Dan mungkin itu ujungnya ada di masalah etika, karena hingga saat ini tak ada satupun aturan bernegara yang menyatakan dengan jelas bahwa anak presiden tak boleh menjadi calon bupati/walikota, Gubernur, Â cawapres atau capres.
Kalau sudah berbicara etika, artinya sanksi bagi seseorang atau sebuah entitas pelanggarnya adalah sanksi sosial. Karena ini konteksnya tentang Pilpres, hukumannya ya jangan dipercayai yang dimanifestasikan dengan tidak memilihnya.

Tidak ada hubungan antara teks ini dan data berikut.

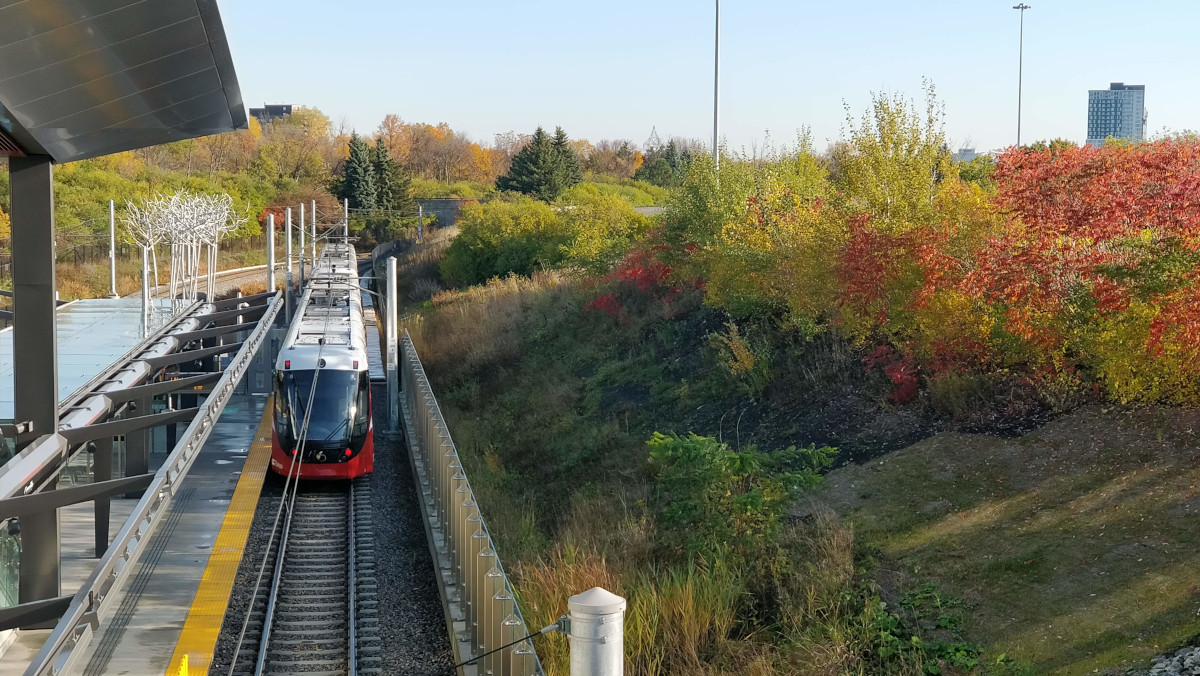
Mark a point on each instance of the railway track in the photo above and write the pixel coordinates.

Memangnya ada paksaan bagi rakyat Indonesia untuk memilih paslon Prabowo-Gibran? Kan tidak ada! Silahkan saja bebas memilih paslon capres siapapun itu, sesuka hati masing-masing.
Tak perlu juga mendayu-dayu, merangkai kata yang indah seolah memilih pasangan capres Prabowo-Gibran itu, adalah sebuah dosa, dengan mengatasnamakan demokrasi, kepentingan bangsa dan negara.

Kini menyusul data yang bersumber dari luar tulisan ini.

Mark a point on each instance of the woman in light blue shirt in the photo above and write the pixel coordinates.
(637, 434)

Padahal dalam saat bersamaan mendukung paslon lain, dalam Pilpres 2024.
Jika memang rakyat memandang paslon Koalisi Indonesia Maju, Prabowo-Gibran itu tidak beretika, pengkhianat atau cap buruk apapun lagi lah, ya jangan dipilih, sesederhana itu.
Kalau tak ada yang memilih sehebat apapun dan anak siapapun dia ya akan gulung tikar.

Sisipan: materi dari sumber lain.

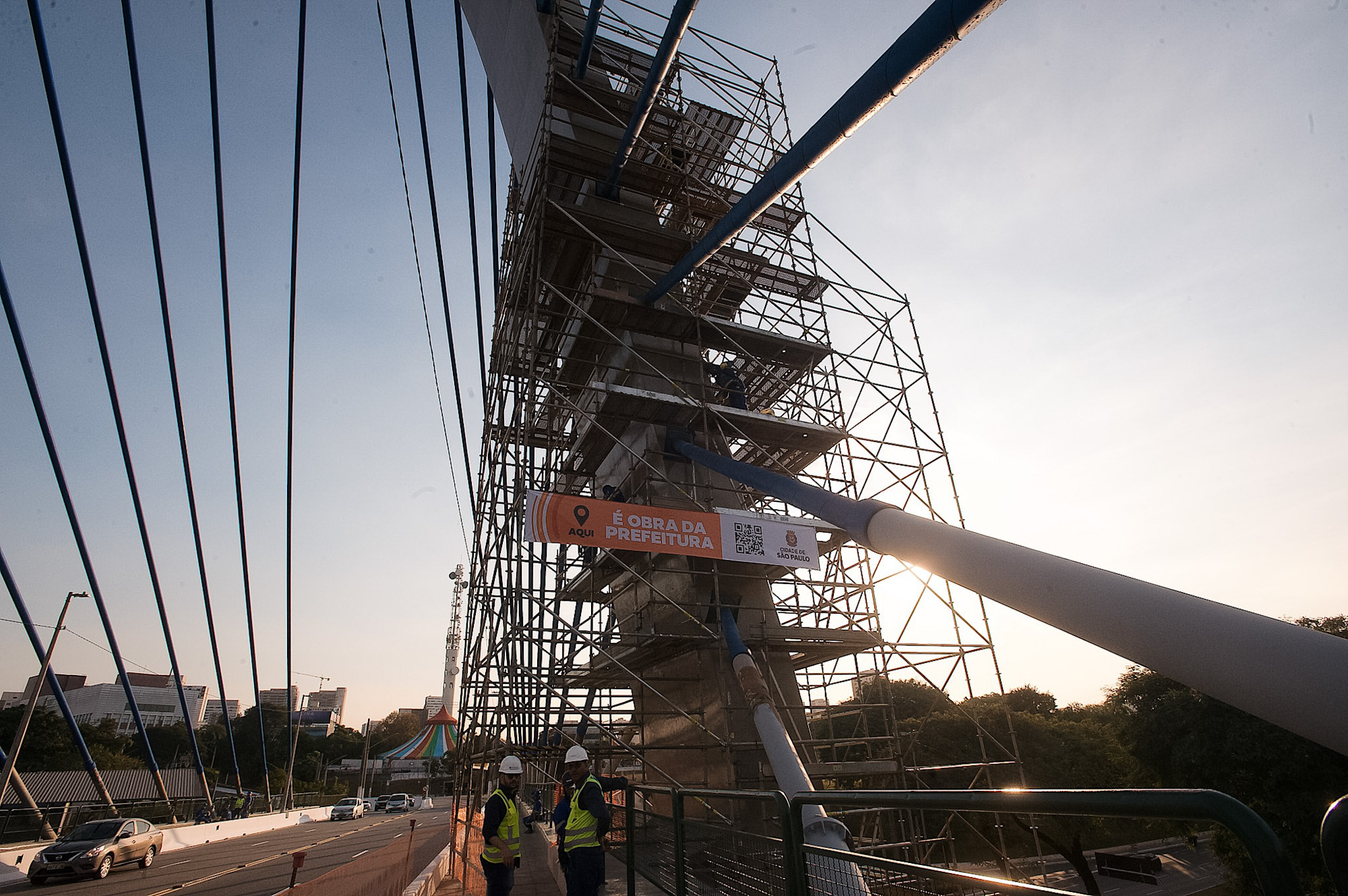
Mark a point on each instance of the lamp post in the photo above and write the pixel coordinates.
(33, 701)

Dengan demikian mereka tak akan mempunyai kesempatan untuk berkuasa. Bila perlu seluruh partai yang mendukungnya ya jangan ada yang dicoblos juga, 14 Februari 2024 nanti.
Namun, jika kemudian hasil Pilpres menyatakan paslon capres tersebut menjadi pemenang, sepanjang itu dihasilkan lewat pelaksanaan pemilu yang jurdil, ya harus legowo.
Para elite dalam.kontestasi elektabilitas secara natural pasti akan "membakar "rakyat calon pemilih dengan pilihan diksi agitatif dan propagandis.
Menjelekan pihak lain seraya menaikan nilai jagoannya. Tinggal kita sebagai pemilih memilahnya.